Penalizing hospitals for high readmission rates has been pretty controversial. Critics of the program have argued that readmissions have little to do with what happens while the patient is in the hospital and are driven primarily by how sick or how poor the patient is. Advocates of the readmissions program increasingly acknowledge that while readmissions may not reflect the quality of care that occurred within the hospital, someone should be accountable for what happens to patients after discharge, and hospitals are the logical choice. While the controversy continues, there is little doubt that the metric is here to stay. This October, the CMS Hospital Readmissions Reduction Program (HRRP) will increase its penalty on excess readmissions from 1% to 2% of total hospital reimbursement.
So far, CMS has focused on readmissions that occur after patients are discharged with one of three medical conditions—acute myocardial infarction, pneumonia, and congestive heart failure. The data on the impact of the program are mixed: while readmission rates appear to be dropping, the penalties seem to be targeted towards hospitals that care for some of the sickest patients (academic medical centers), poorest patients (safety-net hospitals) and for heart failure, some of the best hospitals (those with the lowest mortality rates). No wonder the program has been controversial.
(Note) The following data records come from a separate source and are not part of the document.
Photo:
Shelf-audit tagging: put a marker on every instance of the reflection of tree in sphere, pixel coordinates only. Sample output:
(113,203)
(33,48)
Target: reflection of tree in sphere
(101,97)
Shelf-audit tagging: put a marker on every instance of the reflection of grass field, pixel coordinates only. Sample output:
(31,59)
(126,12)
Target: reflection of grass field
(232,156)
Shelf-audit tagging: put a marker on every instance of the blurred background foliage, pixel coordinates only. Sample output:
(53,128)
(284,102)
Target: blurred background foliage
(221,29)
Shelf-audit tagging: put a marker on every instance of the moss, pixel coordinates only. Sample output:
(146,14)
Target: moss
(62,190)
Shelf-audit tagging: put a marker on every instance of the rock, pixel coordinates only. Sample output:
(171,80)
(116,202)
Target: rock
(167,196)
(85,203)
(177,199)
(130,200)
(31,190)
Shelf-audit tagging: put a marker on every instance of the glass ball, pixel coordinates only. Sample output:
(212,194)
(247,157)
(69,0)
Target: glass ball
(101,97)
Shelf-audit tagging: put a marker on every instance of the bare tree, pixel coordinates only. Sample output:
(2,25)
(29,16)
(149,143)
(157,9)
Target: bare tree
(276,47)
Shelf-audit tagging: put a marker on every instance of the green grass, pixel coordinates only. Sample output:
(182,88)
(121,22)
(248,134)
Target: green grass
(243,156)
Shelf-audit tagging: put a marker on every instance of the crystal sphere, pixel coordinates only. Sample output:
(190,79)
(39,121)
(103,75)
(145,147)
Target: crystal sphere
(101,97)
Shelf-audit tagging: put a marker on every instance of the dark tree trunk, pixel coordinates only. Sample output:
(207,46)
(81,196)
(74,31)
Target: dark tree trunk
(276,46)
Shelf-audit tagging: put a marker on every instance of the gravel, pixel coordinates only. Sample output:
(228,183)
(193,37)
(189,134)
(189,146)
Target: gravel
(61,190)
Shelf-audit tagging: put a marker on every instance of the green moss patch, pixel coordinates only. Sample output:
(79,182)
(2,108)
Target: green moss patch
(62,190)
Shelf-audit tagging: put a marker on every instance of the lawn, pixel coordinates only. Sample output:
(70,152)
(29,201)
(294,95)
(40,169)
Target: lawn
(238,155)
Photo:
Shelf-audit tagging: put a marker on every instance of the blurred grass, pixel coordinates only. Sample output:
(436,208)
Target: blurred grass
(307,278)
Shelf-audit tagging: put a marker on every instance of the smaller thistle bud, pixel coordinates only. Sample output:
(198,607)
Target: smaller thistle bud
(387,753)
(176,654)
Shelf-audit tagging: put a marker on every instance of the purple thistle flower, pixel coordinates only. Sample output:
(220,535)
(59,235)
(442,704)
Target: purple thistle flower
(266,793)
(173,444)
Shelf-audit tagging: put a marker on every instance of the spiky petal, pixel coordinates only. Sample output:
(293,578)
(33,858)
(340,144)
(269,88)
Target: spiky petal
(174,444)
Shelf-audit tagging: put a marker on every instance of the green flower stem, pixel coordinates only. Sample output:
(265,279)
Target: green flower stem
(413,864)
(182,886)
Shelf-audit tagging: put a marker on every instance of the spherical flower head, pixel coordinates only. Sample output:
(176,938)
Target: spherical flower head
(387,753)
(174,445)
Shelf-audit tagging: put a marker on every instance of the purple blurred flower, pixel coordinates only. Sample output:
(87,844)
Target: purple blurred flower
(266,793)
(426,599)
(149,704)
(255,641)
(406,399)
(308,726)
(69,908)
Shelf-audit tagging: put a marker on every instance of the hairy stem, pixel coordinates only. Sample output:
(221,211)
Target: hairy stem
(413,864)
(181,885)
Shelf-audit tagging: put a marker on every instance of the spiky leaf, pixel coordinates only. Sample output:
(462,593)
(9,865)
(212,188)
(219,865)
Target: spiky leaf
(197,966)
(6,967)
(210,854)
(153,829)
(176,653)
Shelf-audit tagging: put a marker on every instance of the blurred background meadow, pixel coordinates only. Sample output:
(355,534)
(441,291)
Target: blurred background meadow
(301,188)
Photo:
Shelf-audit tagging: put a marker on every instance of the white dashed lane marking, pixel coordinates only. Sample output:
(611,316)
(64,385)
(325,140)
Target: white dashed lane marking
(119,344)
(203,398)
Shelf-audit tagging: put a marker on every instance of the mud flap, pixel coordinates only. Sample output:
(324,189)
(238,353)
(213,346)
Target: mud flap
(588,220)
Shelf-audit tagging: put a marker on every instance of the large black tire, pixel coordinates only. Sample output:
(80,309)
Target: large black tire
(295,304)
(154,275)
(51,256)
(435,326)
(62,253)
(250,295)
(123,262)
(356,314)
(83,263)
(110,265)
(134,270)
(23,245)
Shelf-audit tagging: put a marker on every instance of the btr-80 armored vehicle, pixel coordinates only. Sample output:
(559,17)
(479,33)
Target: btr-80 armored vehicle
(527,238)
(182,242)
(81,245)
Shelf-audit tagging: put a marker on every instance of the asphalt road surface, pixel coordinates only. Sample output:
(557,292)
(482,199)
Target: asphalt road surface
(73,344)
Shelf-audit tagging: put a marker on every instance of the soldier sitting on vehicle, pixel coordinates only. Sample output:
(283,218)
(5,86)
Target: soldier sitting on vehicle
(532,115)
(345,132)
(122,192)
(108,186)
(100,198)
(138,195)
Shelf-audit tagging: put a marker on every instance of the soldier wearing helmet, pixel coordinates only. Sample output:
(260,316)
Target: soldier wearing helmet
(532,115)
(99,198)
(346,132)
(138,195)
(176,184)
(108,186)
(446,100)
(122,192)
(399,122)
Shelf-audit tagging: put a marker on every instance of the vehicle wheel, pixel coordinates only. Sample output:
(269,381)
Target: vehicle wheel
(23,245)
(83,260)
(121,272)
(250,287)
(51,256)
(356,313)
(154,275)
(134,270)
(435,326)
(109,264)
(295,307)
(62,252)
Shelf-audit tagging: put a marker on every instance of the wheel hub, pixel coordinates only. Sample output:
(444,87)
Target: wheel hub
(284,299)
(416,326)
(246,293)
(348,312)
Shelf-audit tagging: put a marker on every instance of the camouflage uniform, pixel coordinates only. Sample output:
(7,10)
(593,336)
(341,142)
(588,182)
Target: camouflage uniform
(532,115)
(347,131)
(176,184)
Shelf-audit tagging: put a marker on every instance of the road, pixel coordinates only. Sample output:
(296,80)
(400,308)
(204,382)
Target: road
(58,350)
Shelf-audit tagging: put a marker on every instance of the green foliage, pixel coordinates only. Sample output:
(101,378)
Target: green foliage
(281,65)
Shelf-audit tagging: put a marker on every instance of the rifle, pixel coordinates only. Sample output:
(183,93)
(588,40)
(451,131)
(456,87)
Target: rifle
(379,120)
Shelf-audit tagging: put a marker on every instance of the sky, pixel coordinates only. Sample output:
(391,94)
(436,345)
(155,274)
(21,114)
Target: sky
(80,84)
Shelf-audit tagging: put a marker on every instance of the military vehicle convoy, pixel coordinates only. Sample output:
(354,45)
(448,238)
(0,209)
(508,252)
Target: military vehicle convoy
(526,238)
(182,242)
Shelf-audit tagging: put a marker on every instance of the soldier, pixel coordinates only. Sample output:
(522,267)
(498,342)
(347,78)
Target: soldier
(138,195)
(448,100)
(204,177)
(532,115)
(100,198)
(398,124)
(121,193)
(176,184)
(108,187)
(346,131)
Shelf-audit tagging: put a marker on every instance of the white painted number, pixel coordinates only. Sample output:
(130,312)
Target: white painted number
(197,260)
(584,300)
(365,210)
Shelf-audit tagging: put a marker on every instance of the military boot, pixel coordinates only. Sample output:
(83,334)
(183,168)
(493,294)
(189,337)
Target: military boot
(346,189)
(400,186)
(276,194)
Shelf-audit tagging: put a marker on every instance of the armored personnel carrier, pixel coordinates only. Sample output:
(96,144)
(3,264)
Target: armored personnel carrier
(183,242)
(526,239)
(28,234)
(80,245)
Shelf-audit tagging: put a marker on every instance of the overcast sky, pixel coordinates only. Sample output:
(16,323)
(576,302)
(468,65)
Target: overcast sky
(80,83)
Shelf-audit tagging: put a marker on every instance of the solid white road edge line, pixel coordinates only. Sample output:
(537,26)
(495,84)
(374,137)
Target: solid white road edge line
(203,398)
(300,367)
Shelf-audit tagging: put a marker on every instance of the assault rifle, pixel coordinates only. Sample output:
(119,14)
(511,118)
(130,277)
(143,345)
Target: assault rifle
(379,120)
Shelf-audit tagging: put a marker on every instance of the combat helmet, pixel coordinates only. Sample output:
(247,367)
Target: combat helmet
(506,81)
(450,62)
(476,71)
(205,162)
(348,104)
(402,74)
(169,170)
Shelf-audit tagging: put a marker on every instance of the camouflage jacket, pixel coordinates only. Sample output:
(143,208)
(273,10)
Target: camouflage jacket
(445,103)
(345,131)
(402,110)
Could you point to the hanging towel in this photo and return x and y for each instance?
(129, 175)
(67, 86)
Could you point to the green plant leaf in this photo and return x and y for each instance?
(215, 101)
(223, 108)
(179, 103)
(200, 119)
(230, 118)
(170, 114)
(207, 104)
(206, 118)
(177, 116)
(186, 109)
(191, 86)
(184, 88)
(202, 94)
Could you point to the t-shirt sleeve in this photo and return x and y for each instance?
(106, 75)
Why surgery may be different
In 2015, CMS extends the program to focus on surgical conditions, which provides an opportunity to think again about what readmissions measure, and what it might take to reduce preventable ones. And if you think about it, surgery may be different. Most patients who are admitted for Acute MI, CHF, and pneumonia are chronically ill and bounce in and out of the hospital, with any one hospitalization likely just an exacerbation of underlying chronic illness (especially true for pneumonia and heart failure). Not so for surgery—at least not for the major surgeries.